A. Only hiring people from one community and excluding others
B. Hiring diverse staff, reasonable accommodations and anti-discrimination policies
C. Creating barriers for people with disabilities
D. Promoting inequality deliberately
Correct: B
- A: Incorrect — exclusivity is not inclusive.
- B: Correct — diversity and accommodations are core to inclusivity.
- C: Incorrect — creating barriers is discriminatory.
- D: Incorrect — intentional inequality contradicts inclusion.
Q95. Which of these best demonstrates respect for unpaid carers in a community?
A. Offering them no help and ignoring their needs
B. Providing community respite services, recognition and support schemes
C. Telling them unpaid work is irrelevant
D. Penalizing them financially for caregiving
Correct: B
- A: Incorrect — ignoring carers denies support they need.
- B: Correct — respite, recognition and support ease the burden on unpaid carers.
- C: Incorrect — unpaid caregiving is highly relevant to community well-being.
- D: Incorrect — penalizing carers is unjust.
Q96. A factory introduces safer machines but does not train workers to use them.
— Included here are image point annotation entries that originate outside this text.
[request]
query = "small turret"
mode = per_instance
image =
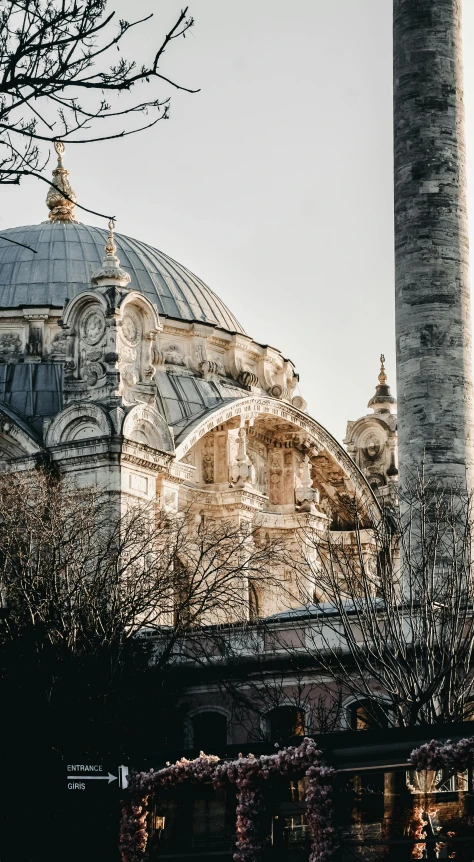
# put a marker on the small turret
(383, 401)
(110, 272)
(372, 441)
What is most likely to happen?
A. Accidents may still occur due to misuse or unfamiliarity
B. Immediate perfection and zero errors forever
C. Workers will instantly become experts without training
D. The factory will close down automatically
Correct: A
- A: Correct — technology without training can still be risky and lead to accidents.
- B: Incorrect — perfection isn’t guaranteed without training and protocols.
- C: Incorrect — expertise requires training and practice.
- D: Incorrect — closure isn’t an automatic result of untrained machines (though risks increase).
Q97. How does fair wage legislation help society?
A. It decreases the purchasing power of workers
B. It improves living standards, reduces poverty and stimulates local economies through demand
C. It only benefits employers at the cost of workers
D. It eliminates the need for education
Correct: B
- A: Incorrect — fair wages increase, not decrease, purchasing power.
- B: Correct — better wages raise living standards and boost demand in economies.
- C: Incorrect — fair wages primarily benefit workers; employers can also gain through stable workforce and productivity.
- D: Incorrect — wages do not remove the need for education.
Q98. Which best shows how communities can recognize dignity of labour?
A. Holding events honouring only high-income professionals
B. Organising community fairs where artisans, cleaners and service workers are publicly thanked and awarded
C. Increasing stigma for manual jobs
D. Keeping low visibility of everyday workers
Correct: B
- A: Incorrect — exclusive honours reduce inclusivity.
- B: Correct — public recognition of all workers affirms dignity of labour.
- C: Incorrect — stigma diminishes dignity.
- D: Incorrect — invisibility sustains undervaluation.
Q99. What is a sustainable way to reduce exploitation in supply chains?
A. Forcing suppliers to cut costs by reducing worker pay
B. Implementing fair trade practices, auditing conditions and ensuring living wages
C. Hiding labour conditions from consumers
D. Encouraging child labour to reduce costs
Correct: B
- A: Incorrect — cost-cutting by reducing pay increases exploitation.
- B: Correct — fair trade and audits encourage ethical sourcing and decent work.
- C: Incorrect — transparency is needed, not secrecy.
- D: Incorrect — child labour is exploitative and illegal.
Q100. Which of the following summarizes the central message of “The Value of Work”?
A. Only high-paying jobs matter
B. All forms of work — manual, skilled, intellectual, paid or unpaid — have value and deserve respect; society depends on them all
C. Unpaid work is worthless
D. Work should be abolished
Correct: B
- A: Incorrect — the chapter rejects valuing only high pay.
- B: Correct — the key message is respect for all forms of labour and their interdependence in society.
- C: Incorrect — unpaid work is valuable but often invisible.
- D: Incorrect — abolishing work would halt society and economy.